Everyone began talking at once:
“Bloodthirsty zombies!”
“Griefers’ll steal our building supplies.”
“Steal ’em? Heck, they’ll bomb our supply lines.”
“There could be an avalanche . . .”
“—a plague of silverfish . . .”
“—a terrible flood!”
The judge rapped the table with the flat of a wooden axe. “One at a time, people. One at a time!”
Colonel M added, “This matter may be critical to the success or failure of the project. Let us systematically discuss what might go wrong so we won’t be blindsided.”
Judge Tome backed up the colonel. “As we say in Latin, Estote parati. Be prepared, my friends. Or prepare for failure.”
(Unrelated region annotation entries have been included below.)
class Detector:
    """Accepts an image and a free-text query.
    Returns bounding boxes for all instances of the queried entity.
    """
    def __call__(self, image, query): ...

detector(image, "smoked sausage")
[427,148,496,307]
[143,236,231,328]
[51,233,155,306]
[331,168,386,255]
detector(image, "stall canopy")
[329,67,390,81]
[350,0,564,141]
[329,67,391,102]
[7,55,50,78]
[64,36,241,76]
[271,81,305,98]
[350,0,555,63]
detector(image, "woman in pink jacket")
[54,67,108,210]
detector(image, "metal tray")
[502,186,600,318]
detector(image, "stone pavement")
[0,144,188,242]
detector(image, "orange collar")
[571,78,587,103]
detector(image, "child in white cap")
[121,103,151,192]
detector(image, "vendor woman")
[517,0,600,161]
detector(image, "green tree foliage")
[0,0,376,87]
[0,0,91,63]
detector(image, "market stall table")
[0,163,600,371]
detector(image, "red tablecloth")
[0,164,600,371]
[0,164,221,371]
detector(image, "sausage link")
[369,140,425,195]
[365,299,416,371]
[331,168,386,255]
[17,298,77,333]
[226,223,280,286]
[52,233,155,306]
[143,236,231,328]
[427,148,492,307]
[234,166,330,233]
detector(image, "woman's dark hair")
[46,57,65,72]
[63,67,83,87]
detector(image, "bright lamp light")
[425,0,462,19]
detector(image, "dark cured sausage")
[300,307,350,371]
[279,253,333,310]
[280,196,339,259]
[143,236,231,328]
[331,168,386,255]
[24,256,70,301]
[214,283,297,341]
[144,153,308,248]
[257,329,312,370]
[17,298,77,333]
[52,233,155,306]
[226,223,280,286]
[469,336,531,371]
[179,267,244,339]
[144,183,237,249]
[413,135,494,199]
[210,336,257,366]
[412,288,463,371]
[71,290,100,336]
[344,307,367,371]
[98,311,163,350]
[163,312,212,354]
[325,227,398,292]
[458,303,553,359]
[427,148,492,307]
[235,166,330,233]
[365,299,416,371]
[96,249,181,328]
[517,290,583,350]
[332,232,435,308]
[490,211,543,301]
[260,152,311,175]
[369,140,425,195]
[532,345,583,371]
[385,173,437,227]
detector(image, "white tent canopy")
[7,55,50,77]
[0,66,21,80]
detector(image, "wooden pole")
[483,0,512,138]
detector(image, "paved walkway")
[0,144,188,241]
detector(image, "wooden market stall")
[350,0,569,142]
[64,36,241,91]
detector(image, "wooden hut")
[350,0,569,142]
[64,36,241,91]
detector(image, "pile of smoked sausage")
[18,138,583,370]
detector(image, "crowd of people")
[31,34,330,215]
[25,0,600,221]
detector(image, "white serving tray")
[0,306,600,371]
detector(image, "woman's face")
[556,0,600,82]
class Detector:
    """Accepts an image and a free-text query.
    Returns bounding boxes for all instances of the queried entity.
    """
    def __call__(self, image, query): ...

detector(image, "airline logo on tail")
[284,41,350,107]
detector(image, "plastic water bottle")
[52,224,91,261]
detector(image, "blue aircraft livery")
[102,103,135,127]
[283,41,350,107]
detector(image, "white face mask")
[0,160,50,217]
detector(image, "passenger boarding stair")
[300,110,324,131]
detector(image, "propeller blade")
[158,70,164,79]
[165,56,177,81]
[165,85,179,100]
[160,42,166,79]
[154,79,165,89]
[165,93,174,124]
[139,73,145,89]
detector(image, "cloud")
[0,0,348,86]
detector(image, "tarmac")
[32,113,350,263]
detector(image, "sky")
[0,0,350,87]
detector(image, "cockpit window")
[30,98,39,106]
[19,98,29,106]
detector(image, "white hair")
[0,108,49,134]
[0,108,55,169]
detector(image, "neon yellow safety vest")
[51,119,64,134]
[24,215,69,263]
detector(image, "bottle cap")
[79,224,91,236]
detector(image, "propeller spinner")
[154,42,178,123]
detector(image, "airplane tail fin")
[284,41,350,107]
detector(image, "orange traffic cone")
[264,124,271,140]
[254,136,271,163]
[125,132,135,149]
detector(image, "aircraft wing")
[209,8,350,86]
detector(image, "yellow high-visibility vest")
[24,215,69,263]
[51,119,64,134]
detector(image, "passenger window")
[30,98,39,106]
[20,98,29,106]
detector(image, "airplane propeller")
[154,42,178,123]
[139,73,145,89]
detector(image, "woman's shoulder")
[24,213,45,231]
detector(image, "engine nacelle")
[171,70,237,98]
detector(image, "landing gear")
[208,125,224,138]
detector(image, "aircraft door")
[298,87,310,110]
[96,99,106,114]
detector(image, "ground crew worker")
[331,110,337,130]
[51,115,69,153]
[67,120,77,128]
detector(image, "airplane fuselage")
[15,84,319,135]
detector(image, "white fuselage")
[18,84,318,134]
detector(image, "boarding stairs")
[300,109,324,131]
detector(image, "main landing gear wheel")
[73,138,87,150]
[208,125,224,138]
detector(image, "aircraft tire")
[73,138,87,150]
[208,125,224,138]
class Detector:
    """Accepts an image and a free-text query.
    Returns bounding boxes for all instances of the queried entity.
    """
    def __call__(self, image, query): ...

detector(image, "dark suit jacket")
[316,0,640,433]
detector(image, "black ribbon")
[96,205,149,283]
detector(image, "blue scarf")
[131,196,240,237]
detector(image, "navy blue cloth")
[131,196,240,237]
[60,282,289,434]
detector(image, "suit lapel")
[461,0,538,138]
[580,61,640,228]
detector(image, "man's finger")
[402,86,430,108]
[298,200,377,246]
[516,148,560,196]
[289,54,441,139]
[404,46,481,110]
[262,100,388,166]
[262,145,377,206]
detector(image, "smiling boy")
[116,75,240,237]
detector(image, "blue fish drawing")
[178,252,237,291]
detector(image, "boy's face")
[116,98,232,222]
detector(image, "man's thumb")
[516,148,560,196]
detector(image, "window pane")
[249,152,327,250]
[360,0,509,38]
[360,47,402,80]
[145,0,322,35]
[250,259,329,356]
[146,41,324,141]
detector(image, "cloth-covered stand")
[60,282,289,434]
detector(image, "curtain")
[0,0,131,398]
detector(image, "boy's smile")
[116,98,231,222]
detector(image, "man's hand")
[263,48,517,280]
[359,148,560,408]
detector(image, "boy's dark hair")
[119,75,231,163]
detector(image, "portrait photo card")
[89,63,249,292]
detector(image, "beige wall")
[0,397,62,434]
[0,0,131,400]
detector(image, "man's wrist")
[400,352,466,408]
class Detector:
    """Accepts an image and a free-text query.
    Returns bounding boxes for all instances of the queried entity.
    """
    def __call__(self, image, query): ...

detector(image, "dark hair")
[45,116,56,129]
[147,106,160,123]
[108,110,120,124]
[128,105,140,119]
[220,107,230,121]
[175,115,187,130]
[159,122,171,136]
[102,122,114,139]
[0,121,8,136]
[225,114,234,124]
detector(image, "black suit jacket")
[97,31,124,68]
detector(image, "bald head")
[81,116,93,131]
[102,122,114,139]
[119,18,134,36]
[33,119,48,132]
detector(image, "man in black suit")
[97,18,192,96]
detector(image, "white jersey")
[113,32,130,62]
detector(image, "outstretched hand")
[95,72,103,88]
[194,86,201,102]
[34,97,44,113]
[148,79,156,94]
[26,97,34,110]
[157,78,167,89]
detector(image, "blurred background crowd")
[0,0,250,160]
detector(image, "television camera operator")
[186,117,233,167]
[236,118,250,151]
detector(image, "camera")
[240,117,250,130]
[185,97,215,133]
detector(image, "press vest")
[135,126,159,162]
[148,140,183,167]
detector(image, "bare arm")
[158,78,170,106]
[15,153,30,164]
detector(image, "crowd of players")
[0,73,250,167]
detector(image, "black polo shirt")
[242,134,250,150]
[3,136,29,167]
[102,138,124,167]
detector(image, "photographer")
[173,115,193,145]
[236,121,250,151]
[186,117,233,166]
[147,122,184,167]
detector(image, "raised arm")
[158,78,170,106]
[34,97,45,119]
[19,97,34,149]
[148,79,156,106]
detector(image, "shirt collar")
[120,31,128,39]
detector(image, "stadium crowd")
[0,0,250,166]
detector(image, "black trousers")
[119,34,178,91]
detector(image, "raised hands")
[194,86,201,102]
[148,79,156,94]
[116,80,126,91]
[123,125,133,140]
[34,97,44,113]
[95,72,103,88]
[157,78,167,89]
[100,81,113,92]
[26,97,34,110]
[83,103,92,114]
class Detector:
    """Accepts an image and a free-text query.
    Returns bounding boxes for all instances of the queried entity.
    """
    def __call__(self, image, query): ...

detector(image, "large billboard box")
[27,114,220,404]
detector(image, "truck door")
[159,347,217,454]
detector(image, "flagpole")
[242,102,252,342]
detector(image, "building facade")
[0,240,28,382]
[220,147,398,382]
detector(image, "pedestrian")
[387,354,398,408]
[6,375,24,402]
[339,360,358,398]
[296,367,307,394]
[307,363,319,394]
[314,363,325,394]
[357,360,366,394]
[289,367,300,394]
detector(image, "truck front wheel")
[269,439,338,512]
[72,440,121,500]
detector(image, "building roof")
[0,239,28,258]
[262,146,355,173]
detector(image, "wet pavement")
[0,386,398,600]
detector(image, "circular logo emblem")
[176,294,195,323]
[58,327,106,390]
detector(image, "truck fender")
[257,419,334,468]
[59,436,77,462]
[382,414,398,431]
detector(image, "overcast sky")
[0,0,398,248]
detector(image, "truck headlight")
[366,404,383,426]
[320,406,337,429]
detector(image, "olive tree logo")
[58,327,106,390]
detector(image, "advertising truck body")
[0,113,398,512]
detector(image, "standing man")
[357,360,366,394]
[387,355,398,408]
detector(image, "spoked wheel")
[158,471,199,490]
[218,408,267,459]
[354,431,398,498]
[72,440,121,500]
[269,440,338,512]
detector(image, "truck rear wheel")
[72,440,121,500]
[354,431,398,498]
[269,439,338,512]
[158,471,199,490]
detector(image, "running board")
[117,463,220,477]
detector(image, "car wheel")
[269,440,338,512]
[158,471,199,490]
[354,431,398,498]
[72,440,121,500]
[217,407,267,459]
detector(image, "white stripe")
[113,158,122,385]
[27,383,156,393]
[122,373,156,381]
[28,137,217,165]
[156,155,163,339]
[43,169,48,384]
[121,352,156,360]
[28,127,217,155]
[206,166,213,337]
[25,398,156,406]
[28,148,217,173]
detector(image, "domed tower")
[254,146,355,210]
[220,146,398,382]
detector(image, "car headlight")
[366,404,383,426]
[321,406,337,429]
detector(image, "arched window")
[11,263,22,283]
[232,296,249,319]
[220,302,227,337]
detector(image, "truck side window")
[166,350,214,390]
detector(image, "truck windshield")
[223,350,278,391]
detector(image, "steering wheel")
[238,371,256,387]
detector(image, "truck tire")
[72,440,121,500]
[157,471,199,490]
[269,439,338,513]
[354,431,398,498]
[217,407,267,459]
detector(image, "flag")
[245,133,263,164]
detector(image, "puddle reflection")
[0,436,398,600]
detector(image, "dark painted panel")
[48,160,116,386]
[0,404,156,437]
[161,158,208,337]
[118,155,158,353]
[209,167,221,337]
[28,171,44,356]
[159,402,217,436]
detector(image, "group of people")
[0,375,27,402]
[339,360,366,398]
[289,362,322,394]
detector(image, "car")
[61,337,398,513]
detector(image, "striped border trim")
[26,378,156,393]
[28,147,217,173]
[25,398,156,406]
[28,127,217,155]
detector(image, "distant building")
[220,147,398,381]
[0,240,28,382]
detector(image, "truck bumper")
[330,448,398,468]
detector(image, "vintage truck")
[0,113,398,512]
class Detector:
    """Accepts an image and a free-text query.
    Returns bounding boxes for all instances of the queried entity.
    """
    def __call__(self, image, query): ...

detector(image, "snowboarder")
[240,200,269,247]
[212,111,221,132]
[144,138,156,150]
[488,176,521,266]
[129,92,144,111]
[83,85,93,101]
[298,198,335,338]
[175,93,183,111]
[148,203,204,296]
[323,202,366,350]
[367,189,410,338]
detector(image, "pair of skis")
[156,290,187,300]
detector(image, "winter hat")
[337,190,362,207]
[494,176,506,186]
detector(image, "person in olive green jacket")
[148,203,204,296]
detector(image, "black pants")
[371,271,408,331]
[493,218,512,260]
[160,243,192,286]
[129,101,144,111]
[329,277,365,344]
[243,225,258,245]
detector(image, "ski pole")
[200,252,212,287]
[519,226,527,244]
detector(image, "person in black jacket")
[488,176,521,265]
Rob filed this approach away for future reference. The judge was a master at analyzing the game. The colonel knew just how to lead players where he wanted them to go. He had once confided to the fledgling cavalry commander that he understood more about men than about strategy, but Rob suspected that the two elements were connected. The old war veteran had shown him that preparing his troopers in advance developed their respect, which was worth more in the heat of battle than all weaponry combined.
Darkness fell and the moans of mobs rose outside. The group continued to brainstorm until they’d considered every potential problem that could arise from every possible source—players, mobs, griefers, and even Mother Nature. They were busy debating viable work-arounds when they heard a commotion outdoors.